20V Input Voltmeter Using ICL7106

1. Aug 3, 2006

d1983

I am trying to design a 3 1/2 digit 20V voltmeter using the ICL7106 and I was wondering if anybody could help me with a few things:
1. How could I get it callibrated to a max 20V reading?
2. I will be using it as an onboard voltmeter for a variable DC power supply. If I tap the source 18V supply and convert it to +/- 5V will that interfere with my reading (Since I'm indirectly using my measured voltage as a supply to my IC)?
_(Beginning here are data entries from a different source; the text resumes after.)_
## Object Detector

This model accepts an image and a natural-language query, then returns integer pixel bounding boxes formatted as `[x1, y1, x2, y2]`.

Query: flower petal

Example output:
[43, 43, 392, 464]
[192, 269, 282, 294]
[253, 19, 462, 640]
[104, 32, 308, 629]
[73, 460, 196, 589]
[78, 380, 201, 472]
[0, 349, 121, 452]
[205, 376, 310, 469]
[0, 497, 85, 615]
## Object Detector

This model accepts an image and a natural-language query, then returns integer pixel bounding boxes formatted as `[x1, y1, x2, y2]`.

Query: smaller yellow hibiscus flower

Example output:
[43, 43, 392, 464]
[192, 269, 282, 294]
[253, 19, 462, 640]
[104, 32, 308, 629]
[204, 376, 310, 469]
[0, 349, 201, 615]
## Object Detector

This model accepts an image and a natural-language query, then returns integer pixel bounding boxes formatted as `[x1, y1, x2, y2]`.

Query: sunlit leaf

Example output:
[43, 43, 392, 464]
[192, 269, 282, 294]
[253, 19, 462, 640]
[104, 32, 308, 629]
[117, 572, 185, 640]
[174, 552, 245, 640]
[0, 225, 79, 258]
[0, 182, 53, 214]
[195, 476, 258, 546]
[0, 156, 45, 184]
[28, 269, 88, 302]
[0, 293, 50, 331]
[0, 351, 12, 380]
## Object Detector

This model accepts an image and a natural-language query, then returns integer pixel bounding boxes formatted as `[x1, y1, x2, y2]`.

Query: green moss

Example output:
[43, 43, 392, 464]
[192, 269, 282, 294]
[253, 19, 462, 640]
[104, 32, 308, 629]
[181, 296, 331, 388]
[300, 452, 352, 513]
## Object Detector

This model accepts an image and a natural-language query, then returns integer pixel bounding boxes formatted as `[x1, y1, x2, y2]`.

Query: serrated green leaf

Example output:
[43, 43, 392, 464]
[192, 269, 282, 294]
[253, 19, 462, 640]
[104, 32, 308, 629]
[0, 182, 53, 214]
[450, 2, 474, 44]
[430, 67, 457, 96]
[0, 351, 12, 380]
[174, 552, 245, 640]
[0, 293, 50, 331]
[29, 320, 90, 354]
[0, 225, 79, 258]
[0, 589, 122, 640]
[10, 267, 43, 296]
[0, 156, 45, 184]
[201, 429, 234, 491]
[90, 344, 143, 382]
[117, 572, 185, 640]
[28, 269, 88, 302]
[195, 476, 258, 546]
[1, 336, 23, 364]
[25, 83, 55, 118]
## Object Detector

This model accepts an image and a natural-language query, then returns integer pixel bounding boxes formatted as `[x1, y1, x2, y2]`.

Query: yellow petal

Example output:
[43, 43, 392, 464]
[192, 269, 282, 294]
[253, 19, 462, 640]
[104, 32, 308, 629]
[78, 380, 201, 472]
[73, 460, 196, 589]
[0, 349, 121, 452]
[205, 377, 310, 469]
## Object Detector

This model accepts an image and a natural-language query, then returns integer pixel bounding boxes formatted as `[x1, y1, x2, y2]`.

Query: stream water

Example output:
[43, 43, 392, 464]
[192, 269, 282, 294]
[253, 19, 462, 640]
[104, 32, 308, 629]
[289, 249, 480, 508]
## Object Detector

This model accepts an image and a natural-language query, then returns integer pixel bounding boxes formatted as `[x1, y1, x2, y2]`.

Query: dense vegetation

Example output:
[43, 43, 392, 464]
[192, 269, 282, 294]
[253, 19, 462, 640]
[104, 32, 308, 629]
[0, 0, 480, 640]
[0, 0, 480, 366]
I know this is a bit of a specific question but any help would be greatly appreciated.
Thanks so much.

Last edited: Aug 3, 2006
2. Aug 3, 2006

Staff: Mentor

From the ICL7106 datasheet at www.intersil.com, +/-5V supplies look like the typical setup for this DMM chip. Have you read the datasheet and application notes at the Intersil website?

3. Aug 3, 2006

d1983

The +/- 5V is standard for the ICL7107 which drives an LED display. The ICL7106 drives an LCD with a 9V battery.
I have read the application notes, and there is a way to make an autoranging voltmeter to get into the 20V range, but the schematic is a bit complex for me to reverse engineer it to a static 20V range.

4. Aug 3, 2006

d1983

I can put the input through a non inverting op amp in order to reduce the voltage by a factor of 10, then set up the reading on the chip to a 2V max (done in the spec sheets), and hard wire a decimal point.
Any comments on this idea? I'd like to keep error fairly low, so should I use 1% resistors? Is there a certain kind of op amp I should use?

5. Aug 3, 2006

Staff: Mentor

What is the output impedance of the voltage source that you are digitizing? If it's pretty stiff, you could just do a resistor divider with 0.1% resistors.

But it sure seems like you should be able to force the DMM chip into the 20V range. Sorry that I haven't had time to read over the datasheet more carefully.